Journey 2: The Mysterious Island review

A comic turn from The Rock lifts the surprisingly fun Journey 2: The Mysterious Island above the mire of Spy Kids and Chipmunk sequels
Remember when you used to think lie-ins were boring? When you used to knock for your friends at weekends and get genuinely excited about Christmas? When you could stay skinny eating meals composed entirely of trans-fats and laugh yourself silly at films starring ex-wrestlers? Childhood, eh? A golden time.
Journey 2: The Mysterious Island will, if you squint a bit, let you reclaim ninety minutes or so of that uncomplicated, childhood, “log flumes are the greatest” kind of enjoyment. Granted, you will have to silence the nagging adult voices in your head complaining about plot logic and disappointing female characters with hot pants instead of personalities, but if you can master that, then there is fun to be had with this film.

Roughly 90% of the fun to be had with Journey 2: The Mysterious Island (try not to flinch inwardly at the text speak title) is to do with one man: Dwayne Johnson, a.k.a The Rock. He sings, he cracks jokes, he rides giant bees and punches lizards in the face. He’s approximately the size of a phone box and the shape of Buzz Lightyear. The Rock - and I mean this without irony or agenda - is really great in this movie.
Which is more than can be said for Michael Caine, who sleepwalks through his novelty wacky granddad role barely stopping to pick up his no-doubt-sizeable cheque. Young Josh Hutcherson too, fails to set the world, or indeed his face alight as sulky charisma-vacuum teen Sean, and we’ve already touched upon the deficit that is Hot Pants Girl (Vanessa Hudgens, in some hot pants), but The Rock. My word.
Johnson plays ex-Navy man Hank, recent step-father to sulky Sean, who - if you remember from the first film - is a Jules Verne nut. Being a young person in a modern family movie, Sean has an Issue™ to resolve (he’s Abandonment Spice), so it’s up to he and The Rock to do some hugging and learning alongside the adventure.
Not that Journey 2 is a film to hang about worrying about feelings and whatnot. Things kick off sharpish with a flying motorbike stunt, before a nonsensical plot about secret codes, satellite signals, and explorer grandfathers is quickly established. The idea that the works of R.L Stephenson, Jonathan Swift and Jules Verne make up a kind of composite Lonely Planet guide to a real mysterious island is confidently announced, then it’s off in search of the island we go before anyone has the time to say “I’m sorry, what now?”

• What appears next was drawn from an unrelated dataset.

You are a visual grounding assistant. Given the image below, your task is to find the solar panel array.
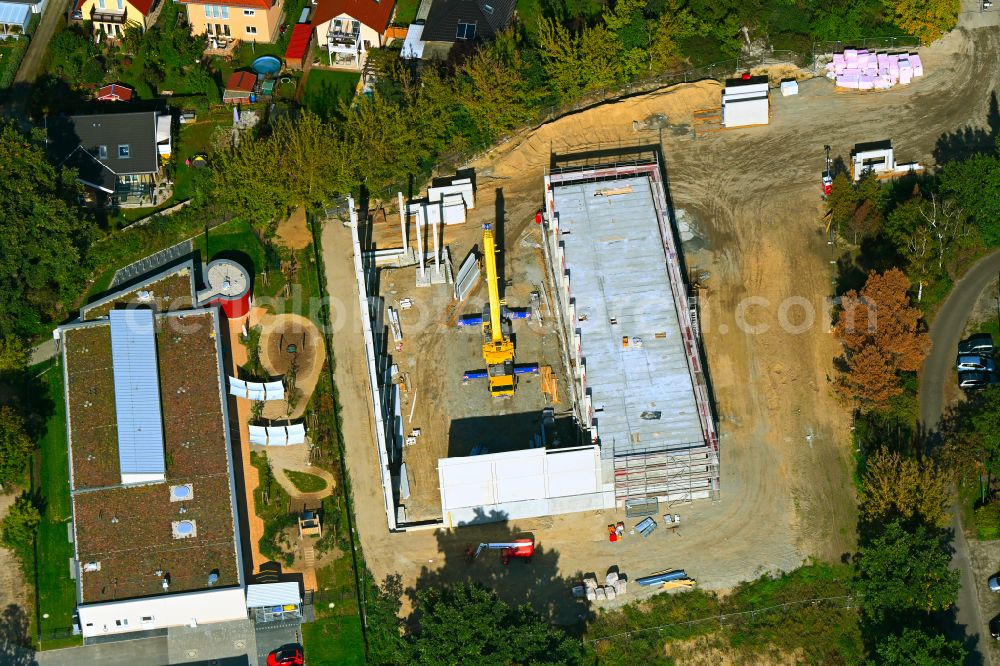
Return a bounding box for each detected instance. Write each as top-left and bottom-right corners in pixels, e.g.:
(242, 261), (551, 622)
(109, 310), (166, 480)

Before we reach the Island, Sean and Hank team up with Palauan pilot Gabato (Luiz Guzman) and daughter Kailani (Hot Pants Girl). Cue a treacherous flight into the eye of a storm (making full use of the film’s actually not bad 3D to spin bits of helicopter into the audiences’ faces) and the quartet arrive on the island.
It’s there where the visual effects skills of silly sequel specialist Brad Peyton (Cats & Dogs: The Revenge of Kitty Galore) come into their own. Vista after vista appears of forest, mountain and lost cities of Atlantis (it borrows from a few different places, this film) appear, making quite the feast for the eyes. Giant centipedes crawl stereoscopically out of the screen, and elephants the size of Yorkshire terriers scamper all over the shop. It’s like holidaying in Hunter S. Thompson’s prefrontal cortex, and frankly, what’s not to enjoy about that?
The script doesn’t exactly sparkle, but there are more than a few decent gags, all of which go to either Johnson, Guzman or Caine. For the first forty five minutes characters keep dramatically asking each other if they were ready for an adventure and saying “mysterious island”, making it feel like watching the world’s longest trailer.
Not for long though. This isn't some wimpy Attenborough nature doc remember, this is a big silly adventure film and the Island is mutating! Or going to the moon! Or - and this one is actually what happens in the film - sinking! Some peril is invented meaning the Island is on its way to the bottom of the Pacific Ocean necessitating a spot of grave robbing and submarine TWOCing so an escape can be made.
To explain that last plot point every so often someone says something like “biogeography” or “soil liquefaction” to convince us there’s some kind of logic steering the ship, but they really needn’t have bothered. We don’t need logic or reason here, not when we’ve got The Rock singing It’s a Wonderful World to ukulele accompaniment and giving pec pop pep talks (if I can’t convince you to buy a ticket, at the very least seek that bit out on YouTube).
As a disengage-your-brain, light-as-popcorn fairground ride family romp, Journey 2: The Mysterious Island has much going for it. It could have done without some of the sap (why can’t untroubled kids ever get into fun scrapes?), but there’s enough adventure and excitement to drown that out if it turns you off.
I can’t imagine kids not having fun in the audience for this one, and what with The Rock punching lizards, popping pecs, flying on giant bees and having cat fights with Michael Caine, there’s every chance that you might too.